Journalist Sagarika Ghose, whose new novel "Blind Faith" hit stands here this week, compares writing to a journey.

"Every time I go for an assignment, I think I must write this in a book," Ghose, who was in Chennai for the launch of her book, told IANS in an interview.
"Blind Faith" (HarperCollins India) is set in 2001. It was the year of the Mahakumbh, a spiritual congregation on the banks of the Ganges, attended by over 50 million people.
Coming to the fair was a spiritual excursion for all, said Ghose, whose debut novel "The Gin Drinkers" was published in 2000.
"A fakir (monk) at the fair, with a postgraduate degree in mathematics, told me that the only function of spirituality in our lives is action. It is not about ritual, it is about how you can act," the author said.

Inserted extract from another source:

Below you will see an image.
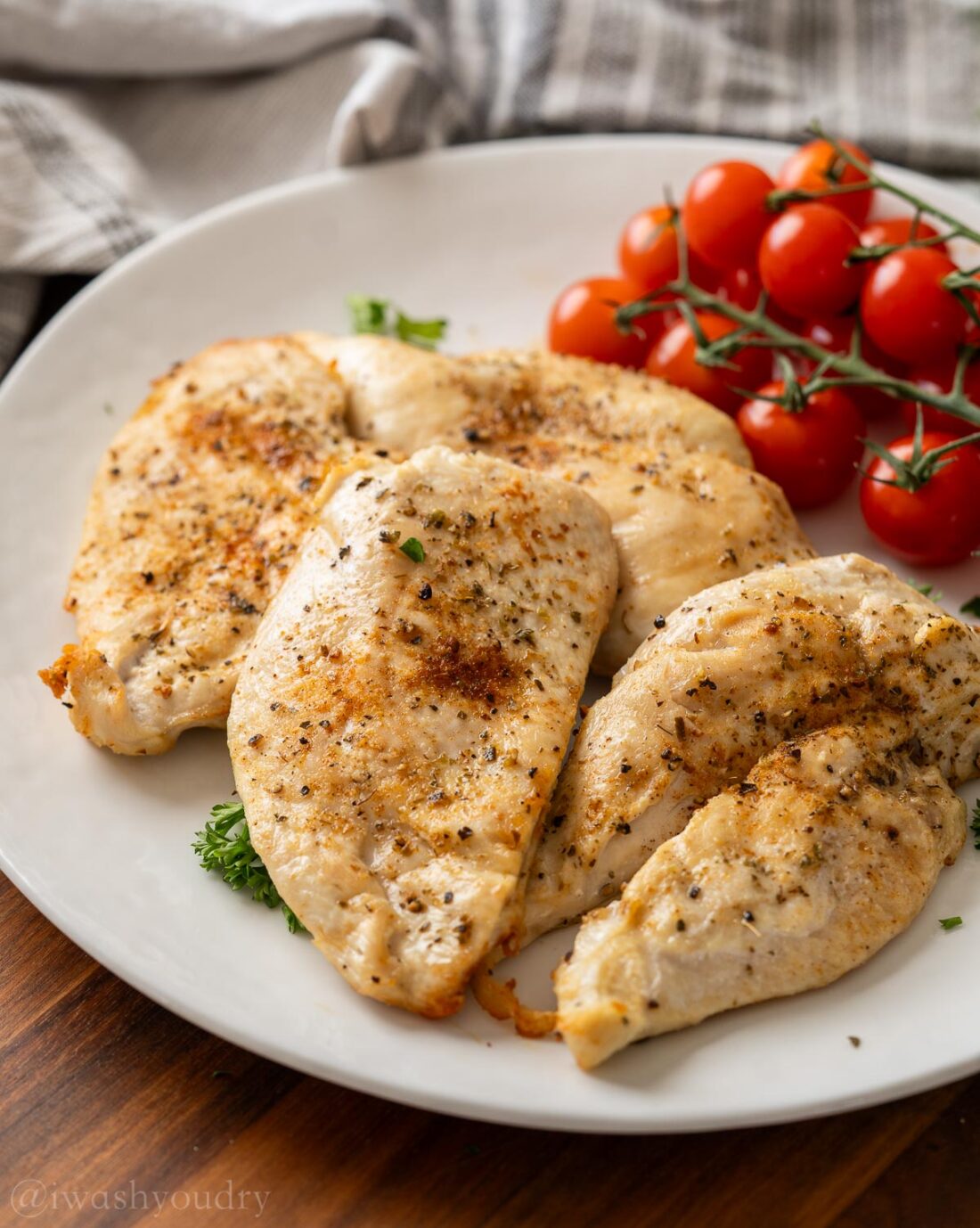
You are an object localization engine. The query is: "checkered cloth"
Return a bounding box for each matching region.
[0,0,980,370]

"The congregation brought to the fore a discussion on religion," Ghose said. "The Mahakumbh is an event without god, without mantras (chanting). There was no particular head priest presiding over the gathering. It was a dialogue between the river and the pilgrim."
There to cover the Mahakumbh, history student Ghose ended up writing a semi-philosophical sub-text where the fair became a central figure, the event a resolution of the duality in man, an ever-flowing continuity as well as the ephemeral and the non-existent that has always threaded sub-continental philosophy.

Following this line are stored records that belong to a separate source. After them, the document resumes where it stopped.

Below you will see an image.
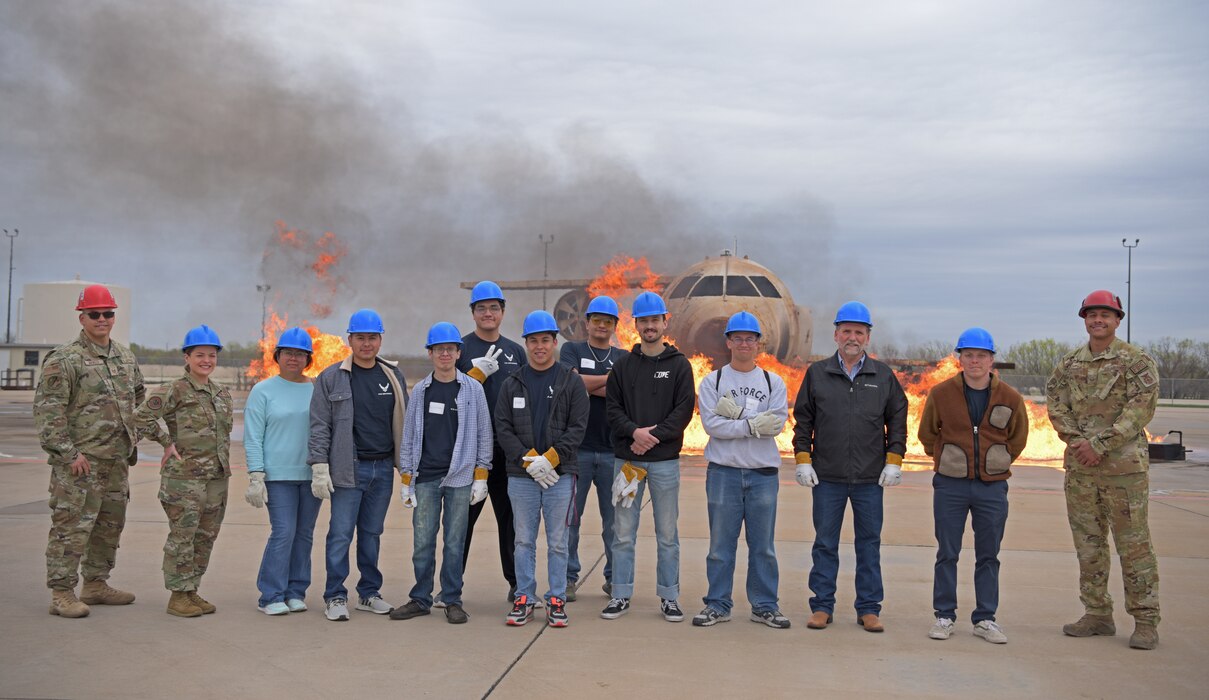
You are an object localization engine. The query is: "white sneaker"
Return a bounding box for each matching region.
[357,596,394,615]
[974,620,1007,644]
[927,618,953,640]
[324,598,348,623]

So Ghose has created several chimerical characters like Vik-Karna and Mia-Maya, the Mia Farrow kind as well as the Mahabharata kind.
Indi or Indira, the book's prima donna, is also the name of the goddess of bounty, the mother who provides as well as that of the "alpha woman", like Indira Gandhi, one of India's powerful woman leaders.
The second important incident that marked 2001 was 9/11 that left a profound impression on the world. "That too sparked a debate on religion, extremism, the orthodox and the violent as well as the inclusive," Ghose said.
"Traditional, orthodox religion is anti-woman. It is steeped in hatred for woman, no matter what the religion is," she added.
Mid-way through the Rs.295 book, a bit of feminism does surface but "Blind Faith" cannot be called a reiteration of feminist fundamentalism. It is not another attempt to explore the ideology of the 21st century Indian woman.
Words have not been used to hit hard in this surprisingly descriptive book though the picture painted is often of extreme violence, mental as well as physical.
Agony at its worst, isolation at its best, the nowhere-ness running headlong and relationships hanging by gossamer threads are made up of snatches of poetry, "like a beautiful tree nymph" or "a magenta cloud leaping in the blackness".